The spikes remain separated from each other.

black sand illustration
Black sand grains become magnets when they are near the pole of a radar magnet.
Notice that these grains attract each other vertically and repel each other horizontally.

Place your hand open and palm up over one of the magnets. Sprinkle black sand onto your hand, notice that it forms spikes. Move your hand back and forth and watch the spikes dance. Move your hand away from the magnets and notice how far away you can move before the sand is no longer affected by the magnets.

What's Going On?

When the grains of black sand are placed near a magnet they become magnets.

When placed near a north pole of a large magnet, the sand grains have a south pole nearest that north pole, and a north pole further away. These sand grains line up with their norths next to their neighbors souths and so make long columns or spikes. However, this arrangement of magnetic poles will repel the same arrangement placed to its side. Thus long columns of separated pikes are created.

Washer Version

To Do and Notice

Hold two washers a finger width away from one of the magnets. Touch the washers together, notice that they stick together when one washer is near the magnet and one is further away.
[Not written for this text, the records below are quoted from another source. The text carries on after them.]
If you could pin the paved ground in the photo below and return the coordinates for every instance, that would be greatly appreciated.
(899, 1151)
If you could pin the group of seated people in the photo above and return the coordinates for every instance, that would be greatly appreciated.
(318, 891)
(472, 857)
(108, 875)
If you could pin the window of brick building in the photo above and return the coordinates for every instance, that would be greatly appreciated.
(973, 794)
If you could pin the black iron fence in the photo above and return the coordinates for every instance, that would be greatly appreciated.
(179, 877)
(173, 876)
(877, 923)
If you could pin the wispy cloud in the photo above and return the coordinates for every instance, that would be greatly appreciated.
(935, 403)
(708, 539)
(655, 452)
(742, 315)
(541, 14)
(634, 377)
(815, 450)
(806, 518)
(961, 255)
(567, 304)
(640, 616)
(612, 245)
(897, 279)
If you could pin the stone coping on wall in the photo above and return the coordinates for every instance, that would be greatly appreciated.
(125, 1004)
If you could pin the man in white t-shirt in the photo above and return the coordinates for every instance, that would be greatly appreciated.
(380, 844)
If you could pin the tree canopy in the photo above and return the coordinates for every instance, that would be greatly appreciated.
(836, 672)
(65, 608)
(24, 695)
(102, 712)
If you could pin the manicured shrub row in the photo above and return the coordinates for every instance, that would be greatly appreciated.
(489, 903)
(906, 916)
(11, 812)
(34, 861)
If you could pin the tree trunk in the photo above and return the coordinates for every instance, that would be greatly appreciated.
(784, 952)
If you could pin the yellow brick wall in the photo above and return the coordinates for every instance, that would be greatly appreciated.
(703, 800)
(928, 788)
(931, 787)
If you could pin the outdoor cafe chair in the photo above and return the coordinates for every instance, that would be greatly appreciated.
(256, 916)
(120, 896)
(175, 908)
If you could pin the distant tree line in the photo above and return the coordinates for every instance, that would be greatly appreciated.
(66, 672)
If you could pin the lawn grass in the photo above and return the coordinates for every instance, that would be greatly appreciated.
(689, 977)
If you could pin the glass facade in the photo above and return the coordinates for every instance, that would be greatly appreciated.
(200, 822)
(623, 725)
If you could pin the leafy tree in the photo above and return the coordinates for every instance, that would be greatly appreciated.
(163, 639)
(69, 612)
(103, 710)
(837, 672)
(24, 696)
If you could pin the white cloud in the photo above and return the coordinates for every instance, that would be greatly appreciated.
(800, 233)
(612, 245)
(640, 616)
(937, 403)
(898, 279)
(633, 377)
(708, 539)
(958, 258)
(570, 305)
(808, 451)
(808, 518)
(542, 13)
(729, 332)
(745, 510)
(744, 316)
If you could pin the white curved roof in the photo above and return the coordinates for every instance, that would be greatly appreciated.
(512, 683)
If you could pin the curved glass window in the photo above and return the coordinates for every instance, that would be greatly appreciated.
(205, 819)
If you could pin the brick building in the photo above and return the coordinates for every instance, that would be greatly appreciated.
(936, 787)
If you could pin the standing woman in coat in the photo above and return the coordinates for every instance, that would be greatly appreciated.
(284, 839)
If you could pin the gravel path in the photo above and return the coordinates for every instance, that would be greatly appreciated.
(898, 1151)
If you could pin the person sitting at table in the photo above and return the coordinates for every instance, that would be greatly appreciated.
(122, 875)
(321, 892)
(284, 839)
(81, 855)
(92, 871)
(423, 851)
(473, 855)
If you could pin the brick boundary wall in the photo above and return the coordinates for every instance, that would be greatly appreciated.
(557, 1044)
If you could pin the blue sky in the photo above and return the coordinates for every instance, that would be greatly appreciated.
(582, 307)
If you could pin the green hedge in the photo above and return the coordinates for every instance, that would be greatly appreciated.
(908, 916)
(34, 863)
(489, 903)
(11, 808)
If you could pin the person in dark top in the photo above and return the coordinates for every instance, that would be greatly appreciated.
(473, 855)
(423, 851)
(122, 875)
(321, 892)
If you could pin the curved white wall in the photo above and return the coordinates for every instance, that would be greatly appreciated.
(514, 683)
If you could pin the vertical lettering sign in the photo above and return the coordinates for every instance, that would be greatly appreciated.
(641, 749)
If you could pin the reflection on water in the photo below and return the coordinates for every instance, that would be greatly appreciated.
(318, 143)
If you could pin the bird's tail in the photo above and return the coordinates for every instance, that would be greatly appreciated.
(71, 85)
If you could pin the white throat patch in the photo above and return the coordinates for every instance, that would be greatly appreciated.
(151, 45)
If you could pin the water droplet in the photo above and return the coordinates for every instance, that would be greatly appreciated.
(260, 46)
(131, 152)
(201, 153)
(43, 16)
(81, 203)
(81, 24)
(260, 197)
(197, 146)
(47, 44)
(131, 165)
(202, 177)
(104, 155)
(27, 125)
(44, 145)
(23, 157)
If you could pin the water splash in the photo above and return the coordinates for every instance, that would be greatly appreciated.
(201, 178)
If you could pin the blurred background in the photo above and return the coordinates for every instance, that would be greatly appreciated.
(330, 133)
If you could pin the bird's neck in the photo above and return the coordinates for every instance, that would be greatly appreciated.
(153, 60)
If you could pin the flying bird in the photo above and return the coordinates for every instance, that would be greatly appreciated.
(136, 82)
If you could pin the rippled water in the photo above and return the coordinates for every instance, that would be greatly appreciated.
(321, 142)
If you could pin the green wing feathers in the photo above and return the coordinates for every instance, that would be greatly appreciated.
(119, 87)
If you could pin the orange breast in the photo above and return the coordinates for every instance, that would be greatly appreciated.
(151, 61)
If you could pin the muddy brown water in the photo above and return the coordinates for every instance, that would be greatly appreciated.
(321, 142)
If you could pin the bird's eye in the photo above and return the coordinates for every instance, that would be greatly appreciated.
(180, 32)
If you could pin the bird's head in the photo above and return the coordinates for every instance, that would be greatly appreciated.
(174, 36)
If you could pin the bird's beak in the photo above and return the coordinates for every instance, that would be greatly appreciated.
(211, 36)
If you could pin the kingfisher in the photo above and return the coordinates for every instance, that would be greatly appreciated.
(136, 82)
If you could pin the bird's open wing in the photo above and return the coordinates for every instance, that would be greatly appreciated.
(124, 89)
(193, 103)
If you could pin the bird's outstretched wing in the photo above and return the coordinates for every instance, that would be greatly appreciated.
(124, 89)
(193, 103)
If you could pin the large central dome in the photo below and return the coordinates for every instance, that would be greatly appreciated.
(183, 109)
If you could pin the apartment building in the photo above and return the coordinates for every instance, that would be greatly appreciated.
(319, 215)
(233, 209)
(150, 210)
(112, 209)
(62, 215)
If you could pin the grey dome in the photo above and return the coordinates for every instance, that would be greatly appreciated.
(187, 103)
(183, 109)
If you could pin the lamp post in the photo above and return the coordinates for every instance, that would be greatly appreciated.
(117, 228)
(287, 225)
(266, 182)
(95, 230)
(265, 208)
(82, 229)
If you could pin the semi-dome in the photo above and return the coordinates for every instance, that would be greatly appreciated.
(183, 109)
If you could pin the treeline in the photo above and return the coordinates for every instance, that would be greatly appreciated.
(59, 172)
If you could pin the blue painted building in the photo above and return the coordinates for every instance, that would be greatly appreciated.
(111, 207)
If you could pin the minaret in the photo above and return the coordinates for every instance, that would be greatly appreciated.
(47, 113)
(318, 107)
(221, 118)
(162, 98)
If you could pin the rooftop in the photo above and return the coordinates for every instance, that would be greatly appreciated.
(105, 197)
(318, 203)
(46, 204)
Hold the top washer and move both washers further and further away from the magnet notice that at some distance the bottom washer falls off the washer you are holding.

What's Going On?

The washers become magnets when they are near the large magnets in this exhibit. The washer-magnets then attract each other. When the washers are moved further from the magnets they lose magnetization and gravity pulls the lower washer away from the upper one.

To Do and Notice

Touch two washers together over one magnet. Notice that they stick together.

Move the pair of magnets across the gap between the two magnets. Notice that at some point the lower washer falls off the pair of washers and is attracted to the second magnet.

What's Going On?

If you hold a steel washer near the north pole of a magnet, the steel washer will become a magnet with the south pole of the washer near the north pole of the large magnet.

When you move a washer over to the south pole of the large magnet its magnetization must flip over so that the north pole of the washer is down toward the large magnet. As the magnetization of the washer flips over, it passes through zero. When the washers become demagnetized they fall apart.


Going further

Bring some steel nails to the exhibit. Place the nails in the palm of your hand over the magnet.

Touch one nail to the end of another and make a nail tower.

Touch a nail to a used paper clip some distance away from the magnets. Notice that the nail does not attract the paper clip. Touch the magnet with the nail, the nail then attracts the used staple. The nail has become magnetized, it is now a magnet.

Try to demagnetize the nail by vibrating it, slap it against a brick or hit it with a hammer.


You can collect black sand if you live downstream from a mountain range with granite rocks. Turn a Ziploc bag inside out. Then place the largest magnet you can get inside the bag. Push the magnet through the sand at your local rivershore or beach. Black sand made of magnetite will be magnetically attracted. Turn the bag inside out once again and you have a clean magnet and a bag full of magnetic sand.


A fraction of this magnetic sand is iron and comes from meteorites.


Many versions of this exhibit use two "radar" magnets. These magnets were originally used in radar transmitters to generate microwaves. Electrons would orbit between the poles of the magnet to create the electromagnetic radiation.